Note that **train_model.py** accepts the following parameters:

- **--dataset**: The name of the dataset. The default is `rel-f1`.
- **--task**: The name of the task. The default is `driver-dnf`.
- **--batch_size**: The batch size. The default is `1`.
- **--num_layers**: The number of layers in the model. The default is `3`.
- **--dropout_prob**: The dropout probability. The default is `0.1`.
- **--lr**: The learning rate. The default is `0.0001`.
- **--hidden_channels**: The dimension of the hidden channels. The default is `64`.
- **--weight_decay**: The weight decay rate. The default is `0.000001`.
- **--device**: The device to use (e.g., `cuda`). The default is `cuda`.
- **--compute_val_every**: Specifies how often to compute validation (in epochs). The default is `10`.
- **--patience**: Specifies the patience for early stopping. The default is `50`.
- **--nb_epochs**: The number of epochs to train. The default is `1000`.
- **--mode**: Specifies whether the model is in `training` or `testing` mode. The default is `training`.
- **--task_type**: Defines whether the task is `CLASSIFICATION` or `REGRESSION`. The default is `CLASSIFICATION`.
- **--target_table**: The name of the table containing the target, as specified in the rel-bench repository. The default is `"drivers"`.

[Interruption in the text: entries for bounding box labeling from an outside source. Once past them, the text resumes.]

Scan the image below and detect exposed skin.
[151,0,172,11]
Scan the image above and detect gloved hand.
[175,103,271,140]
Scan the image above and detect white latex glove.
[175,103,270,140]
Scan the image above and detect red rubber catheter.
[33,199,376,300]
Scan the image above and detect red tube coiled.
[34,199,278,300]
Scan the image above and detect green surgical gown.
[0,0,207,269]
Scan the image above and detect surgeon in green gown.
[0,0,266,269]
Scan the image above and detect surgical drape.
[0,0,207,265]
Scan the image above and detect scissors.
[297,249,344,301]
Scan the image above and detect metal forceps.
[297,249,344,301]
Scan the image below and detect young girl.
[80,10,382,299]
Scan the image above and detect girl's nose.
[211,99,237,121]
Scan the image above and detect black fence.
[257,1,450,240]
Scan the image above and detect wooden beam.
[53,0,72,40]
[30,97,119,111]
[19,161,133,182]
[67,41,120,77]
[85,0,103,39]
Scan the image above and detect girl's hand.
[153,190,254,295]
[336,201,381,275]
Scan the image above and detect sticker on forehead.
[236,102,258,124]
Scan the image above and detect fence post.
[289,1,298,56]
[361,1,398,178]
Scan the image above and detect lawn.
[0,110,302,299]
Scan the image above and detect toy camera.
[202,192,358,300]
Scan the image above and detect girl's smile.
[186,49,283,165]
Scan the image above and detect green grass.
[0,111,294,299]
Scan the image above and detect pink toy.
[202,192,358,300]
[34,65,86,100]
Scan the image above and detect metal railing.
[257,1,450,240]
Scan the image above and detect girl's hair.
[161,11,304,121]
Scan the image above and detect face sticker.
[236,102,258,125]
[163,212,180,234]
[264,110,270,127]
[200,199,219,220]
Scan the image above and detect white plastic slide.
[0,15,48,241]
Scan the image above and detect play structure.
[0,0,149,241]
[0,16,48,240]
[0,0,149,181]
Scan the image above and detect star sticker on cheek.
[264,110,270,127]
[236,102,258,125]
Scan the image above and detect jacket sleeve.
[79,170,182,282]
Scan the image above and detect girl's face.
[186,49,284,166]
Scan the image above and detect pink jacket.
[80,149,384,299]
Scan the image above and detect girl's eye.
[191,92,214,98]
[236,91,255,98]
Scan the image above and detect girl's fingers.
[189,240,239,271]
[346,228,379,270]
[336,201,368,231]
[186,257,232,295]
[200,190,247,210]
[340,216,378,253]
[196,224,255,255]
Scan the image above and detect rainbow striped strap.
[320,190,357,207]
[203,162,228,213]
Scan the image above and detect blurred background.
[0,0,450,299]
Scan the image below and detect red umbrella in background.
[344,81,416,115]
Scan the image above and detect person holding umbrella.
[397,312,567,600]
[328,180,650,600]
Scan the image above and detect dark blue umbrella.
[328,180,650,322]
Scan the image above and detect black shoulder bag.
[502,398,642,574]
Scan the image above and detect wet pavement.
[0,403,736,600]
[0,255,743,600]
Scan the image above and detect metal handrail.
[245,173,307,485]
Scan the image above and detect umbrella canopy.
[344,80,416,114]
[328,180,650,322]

by default the **train_model.py** script would load the static graphs computed in section (2) stored in:
```
static_networks/dataset_name/task_name/
```


# 3. Folder structure

The folders in this repository are organized as follows:

```bash
trained_models/model_name.pth
```
This folder contains the best model based on validation performance.



```bash
static_networks/dataset_name/task_name
```
This folder stores distilled embeddings and the PyG HeteroData object.


```bash
static_networks/dataset_name/embeddings
```
This folder holds the node feature embeddings. Categorical features are one-hot encoded, while numerical features are scaled using sklearn's StandardScaler.